E-bikes are quickly becoming a popular alternative to other methods of transport. Compared with some alternatives, they offer a great selection of benefits, primarily cutting down on fuel costs as well as the impact their carbon dioxide emissions have on the natural environment. However, some have argued that the overall effect of having more electric bikes around is likely to be negative on the environment and people’s health and fitness in general. Here we consider both viewpoints.
Firstly, it comes down to what an e-bike is being used as a substitute for. If you regularly drive your own car to work or throughout the rest of the day, switching to a fast ebike might be an obvious way to reduce your carbon footprint. These bikes, with manual peddling assisted by a battery-charged motor when required, can really make the difference for some people who would find it highly impractical to cycle to work purely because the journey is slightly too long or difficult. Perhaps the only thing stopping you taking your bike is that steep hill just before you get to the office?

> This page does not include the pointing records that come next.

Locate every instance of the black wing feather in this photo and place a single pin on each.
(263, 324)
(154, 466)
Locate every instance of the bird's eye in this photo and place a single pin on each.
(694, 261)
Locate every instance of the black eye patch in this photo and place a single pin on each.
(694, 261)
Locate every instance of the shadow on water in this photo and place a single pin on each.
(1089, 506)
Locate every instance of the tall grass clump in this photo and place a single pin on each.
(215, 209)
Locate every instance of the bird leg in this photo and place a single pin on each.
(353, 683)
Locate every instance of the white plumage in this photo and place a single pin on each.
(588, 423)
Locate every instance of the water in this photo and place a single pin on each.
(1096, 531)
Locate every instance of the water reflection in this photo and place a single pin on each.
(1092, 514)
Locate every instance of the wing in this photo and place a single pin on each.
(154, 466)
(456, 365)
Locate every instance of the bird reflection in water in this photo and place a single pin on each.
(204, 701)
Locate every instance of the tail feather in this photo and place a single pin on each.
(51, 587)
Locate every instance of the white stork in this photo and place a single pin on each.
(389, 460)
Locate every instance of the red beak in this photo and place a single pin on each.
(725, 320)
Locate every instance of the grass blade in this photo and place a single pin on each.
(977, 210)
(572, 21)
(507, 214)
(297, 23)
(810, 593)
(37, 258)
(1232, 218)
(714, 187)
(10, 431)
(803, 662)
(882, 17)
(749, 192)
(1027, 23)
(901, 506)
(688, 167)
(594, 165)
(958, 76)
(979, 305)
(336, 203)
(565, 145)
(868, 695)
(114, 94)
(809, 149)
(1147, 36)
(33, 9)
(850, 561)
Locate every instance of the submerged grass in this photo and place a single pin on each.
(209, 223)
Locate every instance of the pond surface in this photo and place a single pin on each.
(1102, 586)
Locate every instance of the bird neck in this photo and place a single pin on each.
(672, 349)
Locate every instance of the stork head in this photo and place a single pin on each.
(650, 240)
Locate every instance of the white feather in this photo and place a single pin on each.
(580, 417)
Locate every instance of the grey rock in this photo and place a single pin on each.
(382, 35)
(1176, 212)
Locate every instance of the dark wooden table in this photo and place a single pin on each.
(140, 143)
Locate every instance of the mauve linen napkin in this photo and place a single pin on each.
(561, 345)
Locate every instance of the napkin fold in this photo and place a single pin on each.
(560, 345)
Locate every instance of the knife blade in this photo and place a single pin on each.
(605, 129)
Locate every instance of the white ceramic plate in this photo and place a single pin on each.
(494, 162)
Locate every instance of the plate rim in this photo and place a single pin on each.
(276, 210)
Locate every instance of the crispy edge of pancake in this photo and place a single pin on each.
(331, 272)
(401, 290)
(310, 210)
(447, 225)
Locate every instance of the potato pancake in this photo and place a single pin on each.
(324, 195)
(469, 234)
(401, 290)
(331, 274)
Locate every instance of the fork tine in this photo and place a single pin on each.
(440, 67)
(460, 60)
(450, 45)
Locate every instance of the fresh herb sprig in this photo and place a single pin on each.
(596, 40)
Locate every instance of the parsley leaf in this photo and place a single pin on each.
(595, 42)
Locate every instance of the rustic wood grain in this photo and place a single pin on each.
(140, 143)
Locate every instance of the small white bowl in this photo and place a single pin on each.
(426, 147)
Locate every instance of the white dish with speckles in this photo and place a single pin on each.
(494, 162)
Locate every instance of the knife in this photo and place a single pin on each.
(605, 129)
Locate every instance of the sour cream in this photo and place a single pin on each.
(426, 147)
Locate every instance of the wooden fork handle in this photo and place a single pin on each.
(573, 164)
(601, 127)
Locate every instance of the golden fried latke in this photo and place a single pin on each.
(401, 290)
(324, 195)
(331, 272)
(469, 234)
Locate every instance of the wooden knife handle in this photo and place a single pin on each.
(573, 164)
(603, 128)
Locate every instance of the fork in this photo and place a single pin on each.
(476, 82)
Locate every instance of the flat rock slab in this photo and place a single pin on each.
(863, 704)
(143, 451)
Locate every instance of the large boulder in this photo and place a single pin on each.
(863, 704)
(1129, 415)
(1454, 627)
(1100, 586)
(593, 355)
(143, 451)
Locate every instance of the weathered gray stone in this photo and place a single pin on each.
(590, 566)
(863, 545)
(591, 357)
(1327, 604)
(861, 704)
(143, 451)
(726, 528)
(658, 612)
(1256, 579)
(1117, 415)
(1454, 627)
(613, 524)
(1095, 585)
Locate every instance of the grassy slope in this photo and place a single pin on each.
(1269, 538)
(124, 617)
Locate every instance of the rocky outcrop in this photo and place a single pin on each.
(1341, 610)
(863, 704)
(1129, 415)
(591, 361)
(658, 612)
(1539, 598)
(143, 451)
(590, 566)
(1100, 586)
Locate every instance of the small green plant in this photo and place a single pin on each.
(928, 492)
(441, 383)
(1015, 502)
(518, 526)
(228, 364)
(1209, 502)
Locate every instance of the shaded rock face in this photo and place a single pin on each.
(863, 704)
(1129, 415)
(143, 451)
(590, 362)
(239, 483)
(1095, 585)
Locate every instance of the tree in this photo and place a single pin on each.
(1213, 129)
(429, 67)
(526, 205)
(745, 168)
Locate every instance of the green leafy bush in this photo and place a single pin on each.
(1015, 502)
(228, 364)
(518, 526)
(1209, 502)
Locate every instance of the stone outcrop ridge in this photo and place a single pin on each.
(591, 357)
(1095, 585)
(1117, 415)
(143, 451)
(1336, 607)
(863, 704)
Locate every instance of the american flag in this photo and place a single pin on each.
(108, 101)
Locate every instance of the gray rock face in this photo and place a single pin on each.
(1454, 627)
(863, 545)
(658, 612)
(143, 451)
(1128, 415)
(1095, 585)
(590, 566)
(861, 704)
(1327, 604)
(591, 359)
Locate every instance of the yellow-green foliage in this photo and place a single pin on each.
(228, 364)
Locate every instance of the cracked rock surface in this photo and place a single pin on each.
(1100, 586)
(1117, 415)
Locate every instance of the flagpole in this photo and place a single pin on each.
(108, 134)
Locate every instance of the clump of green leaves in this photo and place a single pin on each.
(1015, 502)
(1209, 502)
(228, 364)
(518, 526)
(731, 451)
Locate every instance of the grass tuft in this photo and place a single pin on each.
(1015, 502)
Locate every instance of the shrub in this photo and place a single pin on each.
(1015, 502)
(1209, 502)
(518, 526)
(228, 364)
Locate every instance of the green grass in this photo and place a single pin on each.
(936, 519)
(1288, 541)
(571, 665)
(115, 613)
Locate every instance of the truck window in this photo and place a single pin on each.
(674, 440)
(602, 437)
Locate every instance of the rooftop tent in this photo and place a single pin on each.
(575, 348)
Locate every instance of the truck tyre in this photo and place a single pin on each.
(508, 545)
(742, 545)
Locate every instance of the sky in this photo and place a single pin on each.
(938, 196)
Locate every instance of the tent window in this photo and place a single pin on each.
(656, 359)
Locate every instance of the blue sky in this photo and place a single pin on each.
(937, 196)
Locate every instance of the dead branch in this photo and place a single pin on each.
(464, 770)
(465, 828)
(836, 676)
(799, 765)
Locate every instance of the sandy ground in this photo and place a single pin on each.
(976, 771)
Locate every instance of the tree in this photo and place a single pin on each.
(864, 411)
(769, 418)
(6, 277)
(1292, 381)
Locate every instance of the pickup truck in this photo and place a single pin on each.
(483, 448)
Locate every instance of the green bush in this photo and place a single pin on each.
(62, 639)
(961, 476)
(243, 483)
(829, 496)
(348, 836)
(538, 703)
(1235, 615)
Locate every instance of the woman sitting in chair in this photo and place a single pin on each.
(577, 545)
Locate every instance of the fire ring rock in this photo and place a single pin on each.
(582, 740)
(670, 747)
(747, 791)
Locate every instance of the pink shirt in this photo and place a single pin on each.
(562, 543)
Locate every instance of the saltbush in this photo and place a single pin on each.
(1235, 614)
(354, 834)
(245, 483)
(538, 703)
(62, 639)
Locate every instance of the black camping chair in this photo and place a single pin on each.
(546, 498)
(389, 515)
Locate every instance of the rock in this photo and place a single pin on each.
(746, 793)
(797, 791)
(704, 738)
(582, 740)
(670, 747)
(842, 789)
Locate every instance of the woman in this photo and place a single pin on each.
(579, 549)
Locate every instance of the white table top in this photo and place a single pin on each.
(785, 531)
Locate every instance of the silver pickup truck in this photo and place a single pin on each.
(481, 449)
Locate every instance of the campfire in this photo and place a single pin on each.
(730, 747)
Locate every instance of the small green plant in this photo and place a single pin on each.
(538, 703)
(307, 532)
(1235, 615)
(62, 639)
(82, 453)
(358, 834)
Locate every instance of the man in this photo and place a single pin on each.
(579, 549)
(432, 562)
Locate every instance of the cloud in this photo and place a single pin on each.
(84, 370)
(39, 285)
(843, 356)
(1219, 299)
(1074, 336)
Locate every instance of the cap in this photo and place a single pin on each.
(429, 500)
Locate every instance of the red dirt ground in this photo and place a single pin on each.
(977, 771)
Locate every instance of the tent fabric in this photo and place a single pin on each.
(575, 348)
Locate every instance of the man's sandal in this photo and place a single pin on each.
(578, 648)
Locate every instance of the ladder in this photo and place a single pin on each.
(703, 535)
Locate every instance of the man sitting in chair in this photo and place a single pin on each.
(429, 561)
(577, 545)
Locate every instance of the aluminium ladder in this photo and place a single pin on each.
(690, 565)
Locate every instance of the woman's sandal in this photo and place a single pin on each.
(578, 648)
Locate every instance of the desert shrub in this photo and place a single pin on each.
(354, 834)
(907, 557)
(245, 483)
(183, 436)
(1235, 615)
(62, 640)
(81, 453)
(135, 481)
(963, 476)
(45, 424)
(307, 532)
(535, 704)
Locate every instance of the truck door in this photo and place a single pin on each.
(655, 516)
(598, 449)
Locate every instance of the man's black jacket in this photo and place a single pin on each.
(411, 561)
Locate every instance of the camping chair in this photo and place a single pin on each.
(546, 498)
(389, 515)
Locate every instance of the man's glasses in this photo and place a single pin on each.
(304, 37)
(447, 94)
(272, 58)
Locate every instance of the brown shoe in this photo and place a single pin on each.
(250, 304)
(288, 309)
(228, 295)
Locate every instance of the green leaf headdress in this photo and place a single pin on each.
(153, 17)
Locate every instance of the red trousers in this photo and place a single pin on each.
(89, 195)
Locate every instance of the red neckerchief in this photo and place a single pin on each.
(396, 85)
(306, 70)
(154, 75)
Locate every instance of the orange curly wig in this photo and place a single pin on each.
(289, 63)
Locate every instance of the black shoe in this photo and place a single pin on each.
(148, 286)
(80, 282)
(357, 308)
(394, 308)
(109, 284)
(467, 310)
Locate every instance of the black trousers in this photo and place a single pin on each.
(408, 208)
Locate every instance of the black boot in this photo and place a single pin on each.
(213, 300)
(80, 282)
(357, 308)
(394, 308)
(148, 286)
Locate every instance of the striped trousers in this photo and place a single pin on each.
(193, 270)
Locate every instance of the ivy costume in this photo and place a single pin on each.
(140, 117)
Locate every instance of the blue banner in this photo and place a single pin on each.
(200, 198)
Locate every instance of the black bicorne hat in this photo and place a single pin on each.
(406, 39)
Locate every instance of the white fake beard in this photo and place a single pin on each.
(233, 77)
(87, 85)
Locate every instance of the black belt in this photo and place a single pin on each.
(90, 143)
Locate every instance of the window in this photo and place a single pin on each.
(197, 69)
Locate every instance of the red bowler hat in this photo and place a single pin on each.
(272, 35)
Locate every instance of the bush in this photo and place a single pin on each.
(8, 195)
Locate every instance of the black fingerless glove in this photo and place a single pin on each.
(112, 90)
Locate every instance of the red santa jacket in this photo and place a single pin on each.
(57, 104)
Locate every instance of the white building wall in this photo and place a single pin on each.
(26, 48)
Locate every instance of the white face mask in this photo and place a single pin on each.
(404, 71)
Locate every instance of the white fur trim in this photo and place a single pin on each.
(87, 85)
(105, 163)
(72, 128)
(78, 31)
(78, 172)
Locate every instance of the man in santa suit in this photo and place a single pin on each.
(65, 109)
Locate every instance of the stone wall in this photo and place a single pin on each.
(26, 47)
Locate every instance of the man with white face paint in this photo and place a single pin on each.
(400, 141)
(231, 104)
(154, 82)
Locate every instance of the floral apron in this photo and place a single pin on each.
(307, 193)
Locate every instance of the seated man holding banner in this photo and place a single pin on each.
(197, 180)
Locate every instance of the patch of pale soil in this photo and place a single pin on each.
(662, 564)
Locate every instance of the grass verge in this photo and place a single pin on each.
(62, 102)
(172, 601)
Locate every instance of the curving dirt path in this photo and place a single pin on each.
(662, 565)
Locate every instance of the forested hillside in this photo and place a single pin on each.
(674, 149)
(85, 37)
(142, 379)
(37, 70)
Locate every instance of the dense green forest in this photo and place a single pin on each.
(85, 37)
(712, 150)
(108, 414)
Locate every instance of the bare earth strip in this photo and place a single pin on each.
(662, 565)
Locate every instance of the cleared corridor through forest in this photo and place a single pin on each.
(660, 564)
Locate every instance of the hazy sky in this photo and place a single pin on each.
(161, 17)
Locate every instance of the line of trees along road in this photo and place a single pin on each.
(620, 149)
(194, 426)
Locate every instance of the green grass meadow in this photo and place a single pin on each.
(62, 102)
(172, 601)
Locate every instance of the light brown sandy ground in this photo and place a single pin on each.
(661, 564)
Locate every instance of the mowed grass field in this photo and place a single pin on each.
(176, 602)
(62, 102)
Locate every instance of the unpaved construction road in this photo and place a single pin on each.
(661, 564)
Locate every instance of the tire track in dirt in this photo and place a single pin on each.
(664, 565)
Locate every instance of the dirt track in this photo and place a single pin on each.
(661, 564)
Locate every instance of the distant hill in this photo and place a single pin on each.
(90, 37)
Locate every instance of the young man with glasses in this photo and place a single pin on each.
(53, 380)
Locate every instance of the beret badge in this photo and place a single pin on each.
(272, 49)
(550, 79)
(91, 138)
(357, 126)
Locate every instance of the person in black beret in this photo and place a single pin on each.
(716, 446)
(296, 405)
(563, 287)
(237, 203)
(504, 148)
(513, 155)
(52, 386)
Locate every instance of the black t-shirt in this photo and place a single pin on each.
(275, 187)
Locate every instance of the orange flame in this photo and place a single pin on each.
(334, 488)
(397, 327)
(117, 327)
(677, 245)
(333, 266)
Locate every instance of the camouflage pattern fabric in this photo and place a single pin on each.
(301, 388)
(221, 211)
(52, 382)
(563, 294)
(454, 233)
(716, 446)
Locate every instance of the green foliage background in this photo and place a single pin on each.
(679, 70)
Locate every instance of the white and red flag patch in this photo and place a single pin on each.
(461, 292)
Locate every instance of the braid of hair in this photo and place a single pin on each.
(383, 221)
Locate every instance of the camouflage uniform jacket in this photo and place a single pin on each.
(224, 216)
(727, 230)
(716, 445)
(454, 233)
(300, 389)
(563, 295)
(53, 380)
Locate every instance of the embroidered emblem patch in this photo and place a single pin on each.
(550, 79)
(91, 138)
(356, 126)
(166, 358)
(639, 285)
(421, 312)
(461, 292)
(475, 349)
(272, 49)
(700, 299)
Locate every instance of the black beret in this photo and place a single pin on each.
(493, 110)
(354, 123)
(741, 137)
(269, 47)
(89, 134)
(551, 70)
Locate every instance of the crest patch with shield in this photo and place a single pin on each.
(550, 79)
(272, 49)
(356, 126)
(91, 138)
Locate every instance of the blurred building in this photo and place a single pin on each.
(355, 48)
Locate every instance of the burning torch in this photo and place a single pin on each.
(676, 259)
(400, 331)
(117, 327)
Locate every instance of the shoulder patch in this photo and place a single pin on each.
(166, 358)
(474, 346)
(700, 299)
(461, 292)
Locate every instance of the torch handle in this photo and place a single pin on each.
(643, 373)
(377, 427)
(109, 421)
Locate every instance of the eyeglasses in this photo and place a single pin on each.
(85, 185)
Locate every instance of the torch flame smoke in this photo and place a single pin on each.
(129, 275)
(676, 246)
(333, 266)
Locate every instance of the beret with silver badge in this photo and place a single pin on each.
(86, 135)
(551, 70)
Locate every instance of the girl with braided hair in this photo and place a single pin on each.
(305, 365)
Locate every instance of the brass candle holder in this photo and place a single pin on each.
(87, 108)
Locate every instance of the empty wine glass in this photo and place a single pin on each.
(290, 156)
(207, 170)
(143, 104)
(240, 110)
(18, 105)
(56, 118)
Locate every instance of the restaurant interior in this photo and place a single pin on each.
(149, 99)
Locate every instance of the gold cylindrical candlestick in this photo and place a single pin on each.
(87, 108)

In this case, an electric bike can really improve the energy efficiency of your journey. You will only need to charge up the battery on an electric bike every so often, which means your fuel bills will drop considerably compared to the cost of filling up your vehicle with petrol on a regular basis. There are also notable health benefits to switching to this method, which can really be an added incentive. On average, people with e-bikes use them up to 50% more than people with standard bikes, and travel up to twice as far when they do. By having the backup option of the motorised assistance, people are actually happier and more confident to travel further under their own steam and get a great workout while conserving fuel.
On the other hand, people who criticise e-bikes and their promotion as a beneficial thing for the environment have pointed out a potential problem. If people who previously used a traditional bicycle as their primary method of transport decide to switch to an electrically assisted option, their carbon footprint is actually increasing. Cycling without any help is of course the best way to travel longer distances if you want absolutely zero emissions, so reducing people’s inclination to do this could be seen as problematic.
The focus needs to be on those people who are actually switching to e-bikes from other forms of transport with higher average rates of carbon dioxide emissions. This is what will potentially make a huge difference to the total levels of pollution, especially in our crowded cities, over time if we continue to see these bikes increase in popularity.